The following appeared in an obituary by Murray Horton.
She and (husband) Jack were central figures in the Avon Loop community for more than 50 years, running recycling schemes, Avon River clean ups, and carnivals (complete with a visit from Elizabeth, the city’s resident sea elephant, on one memorable occasion). She was a leading figure in the struggle between those wanting to “develop’’ the Loop and those wanting to retain its character, with some development… As the central city became fashionable and gentrified, this neighbourhood of 19th Century workers’ cottages became a model. She became intimately involved in the politics of the city… She was instrumental in restoring the environment of the Avon as it flows through the Loop, getting the banks replanted in natives, which have attracted back a great variety of native and exotic birds.
Elsie Locke also fought tooth and nail to preserve the Centennial Pool as a public amenity, free from corporate sponsorship. Sadly for her memory it was demolished in 2014 to make way for the Margaret Mahy Playground, named after another of Christchurch’s childrens’ writers.
At the mid-point of the Loop Promenade remains a quaint brick building that was once a ‘pumping shed’. It would fit right into one of Mahy’s stories as it now has a lovely lean towards the river. At least this was spared from demolition, presumably as an earthquake memento. It still makes a nice focal point.

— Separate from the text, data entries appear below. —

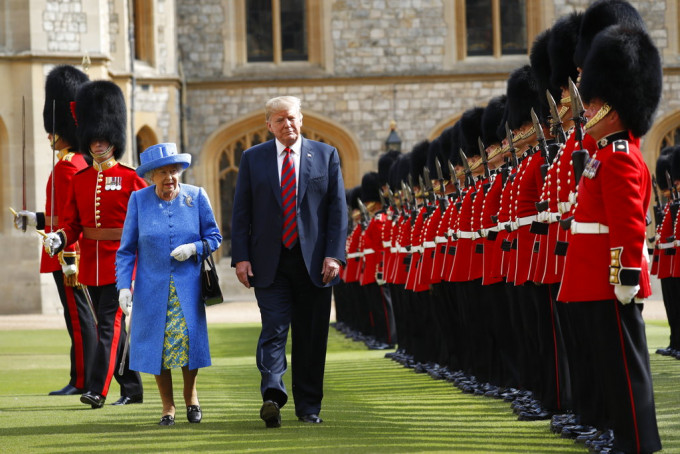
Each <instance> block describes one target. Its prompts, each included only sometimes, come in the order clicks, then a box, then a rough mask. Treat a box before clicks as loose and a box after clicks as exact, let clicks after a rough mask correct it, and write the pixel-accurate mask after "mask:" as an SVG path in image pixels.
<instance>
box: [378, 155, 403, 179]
mask: <svg viewBox="0 0 680 454" xmlns="http://www.w3.org/2000/svg"><path fill="white" fill-rule="evenodd" d="M400 154H401V152H400V151H397V150H390V151H388V152H386V153H383V155H382V156H380V158H379V159H378V176H379V177H380V186H384V185H386V184H387V182H388V180H389V176H390V167H392V164H393V163H394V161H396V160H397V158H398V157H399V155H400Z"/></svg>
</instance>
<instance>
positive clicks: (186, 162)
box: [137, 143, 191, 177]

And so, arriving at Kilmore St, the straight fourth side of the Avon Loop precinct, we completed the semi-circular promenade, From here it was a straight and quick march back to Southern Eye Specialists several blocks west, the building’s logo (and pigeon spikes) now clearly visible.
On the way Chris commented on the “Wings” sculpture across the road, which she photographed later. This had a bird theme to supplement our meagre sightings – it was a memorial to Chris Swallow. Chris was a Wellingtonian who died in the Isle of Man TT Motorcycle Race in 2019. Why it is here we do not know.
Nearing the end of our walk I found that I had a Ladybird hitching a ride on my wrist, apparently a sign of good luck. At least, as Jade said when I got back to work, it might count as another ‘bird’.